Saturday, 4 February 2012

Five terrible films you should all see before you die ... if you survive them

I love bad music. I love bad poetry. I love bad films. I've featured them all at some time or other on this blog. But let me just qualify what I mean by bad; I mean something made in all seriousness by earnest and genuine people who believed that they were creating something of worth but which turned out to be gut-achingly hilarious. I'm talking about people like Theophile Marzials whose appalling poem 'A Tragedy' appeared on these pages just a few days ago. Or the execrable Mrs Miller who I wrote about back in 2007 (see here and more bad music herehere and here). If it's deliberately tongue-in-cheek, I have no interest.

So, what do I regard as the worst films ever made? That's a toughie. There are some truly terrible films. But if I stick with my original definition of 'bad' I can easily pick five films, all intended to be taken completely seriously, that are so bad they make laugh me so hard that a little bit of wee sometimes comes out. Here they are, in no particular order.

Plan 9 from Outer Space - the grandaddy of all bad films and Ed D Wood's enduring masterpiece. I probably don't need to tell you about star Bela Lugosi dying halfway through filming and all of the interior shots being done using Wood's wife's doctor with a cape over his face. Nor do I need to mention the hubcap flying saucers or the curious shifts between pitch-black night and sunny day. And I certainly won't labour the genius of lines like 'Saucers? You mean the kind from up there?' and 'One thing's for sure, Inspector Clay is dead, murdered, and somebody's responsible'. It's genius from start to finish. Watch it. Watch it now.

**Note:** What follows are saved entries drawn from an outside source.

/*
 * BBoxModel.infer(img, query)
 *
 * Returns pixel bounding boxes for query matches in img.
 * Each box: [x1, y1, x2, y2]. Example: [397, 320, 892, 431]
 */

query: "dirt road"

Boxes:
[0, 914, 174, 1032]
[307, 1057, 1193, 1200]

The Room - What can I say about Tommy Wiseau's film that hasn't already been said? It's a glorious assemblage of oddly-played scenes, bizarre line deliveries and over-the-top acting that wouldn't look out of place in a Primary School Nativity during a gas leak. Wiseau does everything in this film except write the music. And that's crap. You're tearing me apart Lisa!!!



The Giant Claw - I had to include this as the ambassador for every 1950s ridiculous monster. This giant rubber chicken with its ping-pong ball eyes, variable size and annoying screech is just ahead of the creatures in Robot Monster (ape suit with diving helmet), Creature from the Haunted Sea (Torn bin bags and more ping-pong balls), From Hell it Came (rubbish walking tree costume) and The Creeping Terror (basically three men and a carpet) in the race for crappiest beastie. Everything about this film is perfect. Perfectly bad.



Can't Stop the Music - What were the Village People (and Steve Guttenberg) thinking of when they made this horrible, horrible film? It's a disco-based film released in 1980 just as disco was dead and boasting the campest performances by straight actors since Duncan Norvelle first shouted 'Chase me!' The story is a mess throughout and most of the Village People's hits don't appear - despite the trailer suggesting they do. One high spot of the film is this bizarre performance by the late Glenn 'Leather Man' Hughes. Glorious.



What to choose for my fifth and final bad film? I can't choose modern straight-to-video stuff like Sharktopus or Mega Piranha as they're all a bit too knowing and obvious. Meanwhile there are endless 1950s B movies like They saved Hitler's Brain, Queen of Outer Space, Bride of the Monster, Cat Women of the Moon, It Conquered the World, Donovan's Brain, Nude on the Moon, Santa Claus versus The Martians and Arnold Swarzenegger's mumbling genre debut in Hercules in New York. But in the end I plumped for some 1980s ghastliness with The Ice Pirates.



The Ice Pirates is representative of a whole swathe of terrible 1980s post-Star Wars cash-in films such as Battle Beyond the Stars, Riders to the Stars, America 3000, Forbidden World, Galaxy of Terror and Space Rage. They appear to have been made on a budget of 47p each and some even recycled the same special effects sequences, costumes and spaceships and presumably thought that we wouldn't notice. What sets The Ice Pirates apart is that it's billed as a comedy and yet it's no more funny or awful than all of those other films I just mentioned. I suspect they decided on the comedy angle after seeing the audience reaction to the rushes. It was a toss-up between this and The Humanoid, which is deserving of special mention if only for Richard 'Jaws' Kiel's extraordinarily dull performance, Mrs Ringo Starr's topiary hairstyle, the Darth Vader look-alike made out of an old Samurai costume sprayed black (best line - 'My brother has made his army bloated with peace') and the heroine who, among the Zargons, Gorts and Xebots is reassuringly named Barbara Gibson.



Do check them all out if you ever get the chance. So bad they're good.